Skindred festival warmup show gets a rave review
Tickets for Skindred‘s warm-up show, preparing them for their main stage appearances at Reading and Leeds festivals this weekend just gone, sold out roughly 60 seconds after going on sale.
This is impressive, but with barely 200 bodies required to fill the tiny upstairs room at the Camden Barfly, the show was always going to be packed to its sweat-filmed rafters.
My love of the band and their distinctive ragga-punk hybrid extends back beyond the release of 2002 debut Babylon, and it would be a conservative estimate to say I’ve seen a dozen Skindred shows. Hell, my passion really extends back further than the existence of the band itself. The first time I can confidently date watching frontman Benji Webbe on stage was at the Greenbelt festival in 1994, with previous band Dub War.
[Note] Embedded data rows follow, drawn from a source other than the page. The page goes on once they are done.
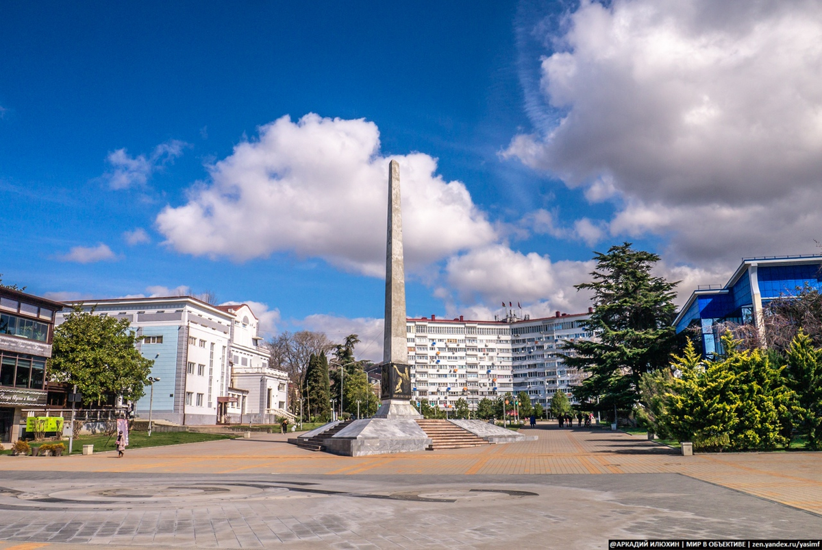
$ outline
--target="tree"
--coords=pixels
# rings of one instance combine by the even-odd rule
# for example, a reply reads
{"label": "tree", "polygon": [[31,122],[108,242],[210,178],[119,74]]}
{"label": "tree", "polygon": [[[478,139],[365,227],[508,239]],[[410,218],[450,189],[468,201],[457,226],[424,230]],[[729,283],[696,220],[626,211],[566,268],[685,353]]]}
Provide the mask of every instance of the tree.
{"label": "tree", "polygon": [[692,347],[685,357],[675,357],[675,375],[657,422],[695,449],[787,446],[794,394],[784,385],[785,367],[771,364],[760,350],[741,349],[730,334],[723,344],[727,354],[717,361],[698,362]]}
{"label": "tree", "polygon": [[483,420],[488,420],[489,418],[493,418],[495,416],[494,402],[487,397],[483,397],[477,403],[476,417]]}
{"label": "tree", "polygon": [[85,403],[118,395],[136,401],[154,365],[135,347],[141,338],[127,319],[86,313],[78,305],[54,329],[49,380],[77,385]]}
{"label": "tree", "polygon": [[557,389],[551,398],[551,414],[558,417],[570,413],[570,401],[568,400],[568,396],[561,389]]}
{"label": "tree", "polygon": [[531,416],[533,408],[531,407],[531,398],[527,392],[521,391],[516,395],[516,400],[520,403],[520,416],[522,417]]}
{"label": "tree", "polygon": [[271,352],[270,365],[289,373],[289,380],[295,389],[289,401],[292,412],[299,414],[299,400],[295,398],[305,398],[306,371],[311,356],[330,351],[334,343],[323,333],[302,330],[293,333],[284,332],[266,345]]}
{"label": "tree", "polygon": [[788,385],[797,394],[796,420],[806,445],[822,448],[822,349],[814,348],[810,335],[800,329],[787,351]]}
{"label": "tree", "polygon": [[360,417],[370,417],[380,408],[380,399],[374,394],[368,384],[368,375],[365,371],[357,369],[346,375],[343,392],[345,396],[344,410],[352,415],[357,414],[357,400],[359,399]]}
{"label": "tree", "polygon": [[566,343],[566,364],[589,376],[574,392],[583,402],[600,399],[606,410],[615,405],[630,410],[639,398],[643,373],[667,366],[676,348],[671,326],[676,313],[673,289],[677,282],[653,277],[659,260],[654,254],[635,250],[630,243],[594,253],[597,268],[591,282],[577,290],[593,293],[593,313],[585,330],[595,340]]}
{"label": "tree", "polygon": [[331,419],[330,387],[328,380],[328,359],[325,353],[312,354],[306,370],[306,403],[309,416],[320,422]]}
{"label": "tree", "polygon": [[471,410],[468,408],[468,401],[464,398],[457,399],[457,402],[454,403],[454,417],[468,418],[470,413]]}

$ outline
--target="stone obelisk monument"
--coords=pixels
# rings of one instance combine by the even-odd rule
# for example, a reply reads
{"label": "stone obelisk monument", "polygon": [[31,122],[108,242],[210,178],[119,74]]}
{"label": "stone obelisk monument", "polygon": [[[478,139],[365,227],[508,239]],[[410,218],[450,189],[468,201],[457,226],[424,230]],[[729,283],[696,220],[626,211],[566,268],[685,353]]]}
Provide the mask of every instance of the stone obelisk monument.
{"label": "stone obelisk monument", "polygon": [[405,268],[399,163],[388,165],[388,239],[386,245],[386,326],[380,399],[376,418],[422,418],[410,399],[411,367],[405,323]]}

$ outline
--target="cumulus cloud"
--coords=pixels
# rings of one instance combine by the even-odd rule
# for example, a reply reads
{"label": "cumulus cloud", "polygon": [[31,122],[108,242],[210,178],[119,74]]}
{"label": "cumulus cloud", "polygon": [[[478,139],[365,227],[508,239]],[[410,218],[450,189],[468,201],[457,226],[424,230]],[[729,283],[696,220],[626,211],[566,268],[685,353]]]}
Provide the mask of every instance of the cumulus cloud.
{"label": "cumulus cloud", "polygon": [[158,145],[148,156],[132,156],[126,149],[113,151],[106,157],[111,170],[104,175],[104,179],[113,189],[145,187],[152,174],[173,162],[182,155],[182,149],[187,146],[185,142],[173,139]]}
{"label": "cumulus cloud", "polygon": [[149,234],[146,233],[145,230],[142,227],[137,227],[131,231],[125,231],[122,234],[122,238],[125,239],[126,242],[132,246],[151,242]]}
{"label": "cumulus cloud", "polygon": [[116,255],[107,245],[100,243],[97,246],[74,246],[67,253],[58,256],[62,262],[93,263],[95,262],[116,259]]}
{"label": "cumulus cloud", "polygon": [[807,251],[822,203],[822,4],[584,0],[542,61],[561,114],[506,155],[619,198],[677,260]]}
{"label": "cumulus cloud", "polygon": [[186,254],[243,261],[287,251],[381,276],[390,159],[400,165],[410,268],[496,238],[465,185],[436,173],[436,159],[385,156],[373,123],[313,114],[261,127],[209,168],[187,203],[164,208],[157,227]]}
{"label": "cumulus cloud", "polygon": [[589,296],[574,285],[589,279],[590,262],[553,262],[535,252],[523,254],[505,245],[471,250],[448,260],[446,272],[464,303],[547,301],[548,308],[584,310]]}

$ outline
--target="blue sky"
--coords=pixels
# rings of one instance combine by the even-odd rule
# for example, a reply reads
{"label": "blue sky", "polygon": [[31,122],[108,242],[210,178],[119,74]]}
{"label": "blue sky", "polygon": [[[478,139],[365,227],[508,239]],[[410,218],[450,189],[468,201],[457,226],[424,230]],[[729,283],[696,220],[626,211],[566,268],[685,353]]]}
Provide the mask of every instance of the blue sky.
{"label": "blue sky", "polygon": [[820,238],[822,16],[783,3],[3,4],[0,273],[376,334],[396,157],[409,315],[581,310],[624,240],[686,296]]}

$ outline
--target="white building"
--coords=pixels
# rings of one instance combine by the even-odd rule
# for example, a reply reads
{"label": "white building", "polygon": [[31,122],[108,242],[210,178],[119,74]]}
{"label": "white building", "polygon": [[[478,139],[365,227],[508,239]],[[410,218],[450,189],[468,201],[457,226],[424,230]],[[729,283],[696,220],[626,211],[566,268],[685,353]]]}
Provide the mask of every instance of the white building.
{"label": "white building", "polygon": [[[258,336],[260,321],[254,312],[246,304],[217,308],[233,318],[229,352],[232,375],[223,394],[226,398],[221,399],[225,405],[219,408],[219,422],[273,423],[278,417],[293,419],[287,410],[289,375],[270,366],[270,353]],[[242,418],[241,412],[246,415]]]}
{"label": "white building", "polygon": [[565,340],[589,338],[585,314],[502,320],[409,319],[409,363],[413,399],[440,408],[464,399],[475,408],[480,399],[526,392],[545,406],[553,394],[570,394],[582,374],[566,368],[556,354]]}
{"label": "white building", "polygon": [[[70,307],[58,314],[57,324],[72,306],[80,305],[96,315],[127,319],[137,335],[144,337],[137,348],[144,357],[154,360],[150,375],[159,379],[154,384],[154,418],[184,425],[215,424],[238,422],[242,414],[256,415],[260,420],[255,422],[261,422],[267,410],[258,407],[260,373],[276,379],[266,384],[278,389],[280,380],[287,380],[285,373],[268,369],[267,351],[257,345],[258,321],[247,305],[218,307],[192,296],[90,300],[67,305]],[[240,376],[232,383],[234,356],[238,371],[254,371],[254,380]],[[247,382],[250,387],[243,385]],[[146,388],[136,403],[138,416],[148,417],[149,400]],[[287,401],[284,392],[282,400]]]}

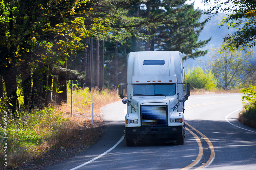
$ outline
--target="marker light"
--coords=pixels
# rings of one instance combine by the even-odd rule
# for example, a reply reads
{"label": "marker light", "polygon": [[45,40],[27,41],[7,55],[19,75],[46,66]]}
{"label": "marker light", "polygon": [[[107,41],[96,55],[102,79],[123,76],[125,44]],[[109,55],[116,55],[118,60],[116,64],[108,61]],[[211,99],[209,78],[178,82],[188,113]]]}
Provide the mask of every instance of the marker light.
{"label": "marker light", "polygon": [[183,122],[183,120],[182,118],[179,118],[178,119],[171,119],[171,122]]}
{"label": "marker light", "polygon": [[138,123],[138,119],[126,119],[126,124],[129,123]]}

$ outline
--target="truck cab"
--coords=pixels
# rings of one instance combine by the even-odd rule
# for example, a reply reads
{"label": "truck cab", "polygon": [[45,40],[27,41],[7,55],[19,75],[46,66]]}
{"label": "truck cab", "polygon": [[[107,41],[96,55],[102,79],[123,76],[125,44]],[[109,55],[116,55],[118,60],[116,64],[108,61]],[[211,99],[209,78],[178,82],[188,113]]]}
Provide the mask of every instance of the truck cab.
{"label": "truck cab", "polygon": [[[128,55],[126,83],[119,86],[119,96],[127,104],[124,137],[127,146],[137,142],[176,141],[186,136],[182,55],[177,51],[132,52]],[[123,94],[127,87],[127,96]],[[126,98],[125,98],[124,97]]]}

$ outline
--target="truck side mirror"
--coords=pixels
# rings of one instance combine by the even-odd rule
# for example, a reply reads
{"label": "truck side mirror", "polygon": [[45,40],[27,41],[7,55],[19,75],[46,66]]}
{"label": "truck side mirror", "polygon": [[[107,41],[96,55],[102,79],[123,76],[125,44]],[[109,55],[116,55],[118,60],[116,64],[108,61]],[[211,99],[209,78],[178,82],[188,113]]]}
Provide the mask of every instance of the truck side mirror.
{"label": "truck side mirror", "polygon": [[121,84],[118,86],[118,96],[121,99],[123,99],[124,96],[123,94],[123,85]]}
{"label": "truck side mirror", "polygon": [[189,96],[190,95],[190,85],[186,85],[186,95]]}
{"label": "truck side mirror", "polygon": [[124,104],[126,104],[127,102],[128,102],[128,100],[126,99],[124,99],[122,100],[122,102],[123,102],[123,103]]}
But Benji doesn’t like talking about Dub War, and makes a point this evening of openly mocking a rather misguided call from the crowd for the band to play a Dub War tune. Benji has no time for ghosts, and with Skindred 2013 being a better band than Dub War in all respects other than opportunities for nostalgia, its not hard to see why.
There is no support band, so the steadily growing crowd is instead kept occupied by a dj spinning a selection of 90s metal hits before Skindred’s inspired intro tape – a reworking of the Star Wars Imperial March underpinned with the fattest, dirtiest beat imaginable – fills the PA.
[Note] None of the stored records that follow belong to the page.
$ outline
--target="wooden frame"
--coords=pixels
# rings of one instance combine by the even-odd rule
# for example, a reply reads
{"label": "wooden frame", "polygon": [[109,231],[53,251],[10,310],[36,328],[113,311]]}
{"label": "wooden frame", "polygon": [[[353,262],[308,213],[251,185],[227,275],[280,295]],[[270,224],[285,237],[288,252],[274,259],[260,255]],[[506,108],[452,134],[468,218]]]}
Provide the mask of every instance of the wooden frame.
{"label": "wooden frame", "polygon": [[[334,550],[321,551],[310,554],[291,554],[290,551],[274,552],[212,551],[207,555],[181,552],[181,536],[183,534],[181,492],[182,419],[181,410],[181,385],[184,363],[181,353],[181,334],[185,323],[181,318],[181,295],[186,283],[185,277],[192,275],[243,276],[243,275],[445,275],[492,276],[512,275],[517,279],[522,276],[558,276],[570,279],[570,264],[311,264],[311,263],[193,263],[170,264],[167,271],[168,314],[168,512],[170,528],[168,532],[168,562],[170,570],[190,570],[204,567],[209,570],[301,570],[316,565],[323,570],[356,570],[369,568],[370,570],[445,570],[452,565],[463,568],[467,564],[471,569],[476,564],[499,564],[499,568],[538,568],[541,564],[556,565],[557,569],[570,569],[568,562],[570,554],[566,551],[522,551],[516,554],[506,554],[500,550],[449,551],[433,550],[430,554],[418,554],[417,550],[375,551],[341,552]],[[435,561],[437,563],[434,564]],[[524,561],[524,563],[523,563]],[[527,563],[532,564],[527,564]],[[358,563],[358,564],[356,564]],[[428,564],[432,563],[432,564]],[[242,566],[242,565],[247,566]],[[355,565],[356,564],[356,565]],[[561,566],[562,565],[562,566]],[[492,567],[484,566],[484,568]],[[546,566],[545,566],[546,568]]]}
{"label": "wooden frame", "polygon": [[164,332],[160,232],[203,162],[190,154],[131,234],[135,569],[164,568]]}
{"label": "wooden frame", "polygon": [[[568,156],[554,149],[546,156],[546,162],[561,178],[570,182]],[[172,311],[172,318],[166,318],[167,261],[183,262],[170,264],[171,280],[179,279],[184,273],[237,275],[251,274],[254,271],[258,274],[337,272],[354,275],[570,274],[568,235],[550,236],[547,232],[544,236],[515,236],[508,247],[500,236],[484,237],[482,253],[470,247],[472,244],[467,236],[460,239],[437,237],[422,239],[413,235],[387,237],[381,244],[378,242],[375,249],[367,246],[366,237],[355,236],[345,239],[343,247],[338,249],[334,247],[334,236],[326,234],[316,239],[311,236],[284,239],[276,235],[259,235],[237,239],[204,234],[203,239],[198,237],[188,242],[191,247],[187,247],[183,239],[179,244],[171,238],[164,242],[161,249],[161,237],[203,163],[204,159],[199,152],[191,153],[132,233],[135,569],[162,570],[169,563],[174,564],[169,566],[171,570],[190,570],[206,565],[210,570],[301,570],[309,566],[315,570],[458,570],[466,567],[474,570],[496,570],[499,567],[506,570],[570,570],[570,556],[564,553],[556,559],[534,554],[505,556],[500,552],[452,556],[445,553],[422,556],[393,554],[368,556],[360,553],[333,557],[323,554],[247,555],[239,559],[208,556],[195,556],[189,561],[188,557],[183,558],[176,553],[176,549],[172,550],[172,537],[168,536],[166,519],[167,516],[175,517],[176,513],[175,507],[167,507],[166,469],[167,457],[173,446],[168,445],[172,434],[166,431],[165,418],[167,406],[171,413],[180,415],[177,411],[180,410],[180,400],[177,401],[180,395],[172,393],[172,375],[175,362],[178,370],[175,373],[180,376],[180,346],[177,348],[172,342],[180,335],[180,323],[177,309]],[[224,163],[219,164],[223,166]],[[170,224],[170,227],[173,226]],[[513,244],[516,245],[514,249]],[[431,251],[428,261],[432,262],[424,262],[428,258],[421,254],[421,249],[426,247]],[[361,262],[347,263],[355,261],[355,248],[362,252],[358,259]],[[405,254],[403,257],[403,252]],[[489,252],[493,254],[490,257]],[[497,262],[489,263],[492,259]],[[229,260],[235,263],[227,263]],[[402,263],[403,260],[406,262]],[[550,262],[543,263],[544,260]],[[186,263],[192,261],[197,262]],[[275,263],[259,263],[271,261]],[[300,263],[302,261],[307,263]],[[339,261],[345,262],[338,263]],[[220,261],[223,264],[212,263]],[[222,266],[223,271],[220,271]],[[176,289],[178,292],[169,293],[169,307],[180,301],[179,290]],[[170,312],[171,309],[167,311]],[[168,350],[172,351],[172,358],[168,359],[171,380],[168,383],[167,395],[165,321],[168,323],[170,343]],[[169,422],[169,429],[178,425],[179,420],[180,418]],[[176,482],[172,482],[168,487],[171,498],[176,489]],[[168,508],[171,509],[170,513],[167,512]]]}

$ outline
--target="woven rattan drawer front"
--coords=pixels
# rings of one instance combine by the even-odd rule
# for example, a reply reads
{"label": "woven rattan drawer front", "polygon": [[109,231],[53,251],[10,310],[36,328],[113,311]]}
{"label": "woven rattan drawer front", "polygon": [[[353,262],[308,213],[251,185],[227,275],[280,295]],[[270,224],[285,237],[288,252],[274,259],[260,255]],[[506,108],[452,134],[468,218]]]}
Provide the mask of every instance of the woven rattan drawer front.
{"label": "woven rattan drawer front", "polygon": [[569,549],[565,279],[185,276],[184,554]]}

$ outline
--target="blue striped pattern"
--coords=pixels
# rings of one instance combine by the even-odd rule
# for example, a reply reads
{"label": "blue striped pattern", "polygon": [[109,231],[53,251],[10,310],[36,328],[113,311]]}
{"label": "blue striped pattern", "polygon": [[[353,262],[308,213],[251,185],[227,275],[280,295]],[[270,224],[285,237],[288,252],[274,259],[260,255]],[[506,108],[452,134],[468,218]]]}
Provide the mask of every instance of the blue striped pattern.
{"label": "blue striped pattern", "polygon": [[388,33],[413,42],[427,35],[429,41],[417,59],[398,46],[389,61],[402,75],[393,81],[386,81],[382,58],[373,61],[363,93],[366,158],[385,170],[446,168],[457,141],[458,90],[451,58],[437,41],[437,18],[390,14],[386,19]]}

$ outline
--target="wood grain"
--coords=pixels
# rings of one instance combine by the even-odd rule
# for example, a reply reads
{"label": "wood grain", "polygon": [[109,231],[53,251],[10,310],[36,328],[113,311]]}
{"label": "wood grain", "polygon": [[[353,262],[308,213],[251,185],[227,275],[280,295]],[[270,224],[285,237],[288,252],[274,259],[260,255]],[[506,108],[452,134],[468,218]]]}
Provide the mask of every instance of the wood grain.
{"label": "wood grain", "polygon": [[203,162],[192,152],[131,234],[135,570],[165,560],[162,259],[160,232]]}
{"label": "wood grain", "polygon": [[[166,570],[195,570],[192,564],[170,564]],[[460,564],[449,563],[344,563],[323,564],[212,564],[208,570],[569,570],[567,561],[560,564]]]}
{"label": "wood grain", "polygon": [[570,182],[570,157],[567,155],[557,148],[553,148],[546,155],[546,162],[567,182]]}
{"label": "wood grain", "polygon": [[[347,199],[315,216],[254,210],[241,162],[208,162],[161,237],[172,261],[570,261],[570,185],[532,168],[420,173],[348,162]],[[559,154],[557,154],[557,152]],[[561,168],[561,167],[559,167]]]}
With a minimum of fuss, the band launch into an opening one-two punch of “Nobody” and “Rat Race“. The crowd, probably pushed past capacity by the guest list, goes wild.
However good Skindred albums are, its clear that they really come into their own on stage; even one that must be significantly smaller than those they must have become accustomed to playing on in recent years. Mikey, Dan and Arya are a rock solid unit and all but note perfect, rendering the notion of this show being an opportunity to warm up something of an academic one.
But the intimate environment gives Benji the opportunity to really work the crowd. Make no mistake; Benji is in the premier league of frontmen, right up with the very best that metal has to offer, past and present. Charming and commanding in equal measure, humorous and lightly intimidating, he acts as ring master and drill sergeant with his constant calls to action.
It’s virtually impossible to not get swept along with it, and pretty much every body in the room is moving to some degree. The kids in the pit even manage to organise a wall of death on their own initiative, which is pretty impressive.
The setlist is weighted towards the first couple of albums, and packed with fan favourites. Surprisingly, only the title track from the band’s upcoming album Kill The Power gets an airing, and not the very recently released teaser track “Ninja“. But, I suppose that a festival set it not really the place for too much unreleased material.
After almost exactly an hour on stage, the band abruptly say goodnight and wander off – but nobody really believes they aren’t coming back, so the calls for an encore are half-hearted at best. The whole encore thing does feel a bit tired, and I can’t help but think that bands generally should just drop the charade.
The break does give Dan, the band’s live DJ, the opportunity to spin a few bars of a positively filthy dubstep remix of The Prodigy‘s “Breathe“. The band then send us back into the night with “Warning“, complete with ‘Newport Helicopter’ crowd participation.
At Download Festival 2011
The band have just announced a fuller UK tour for January 2014, so if you didn’t catch their sets at Reading and Leeds, you’re not going to have to wait that long to witness, without hyperbole, one of the best live bands on the circuit right now.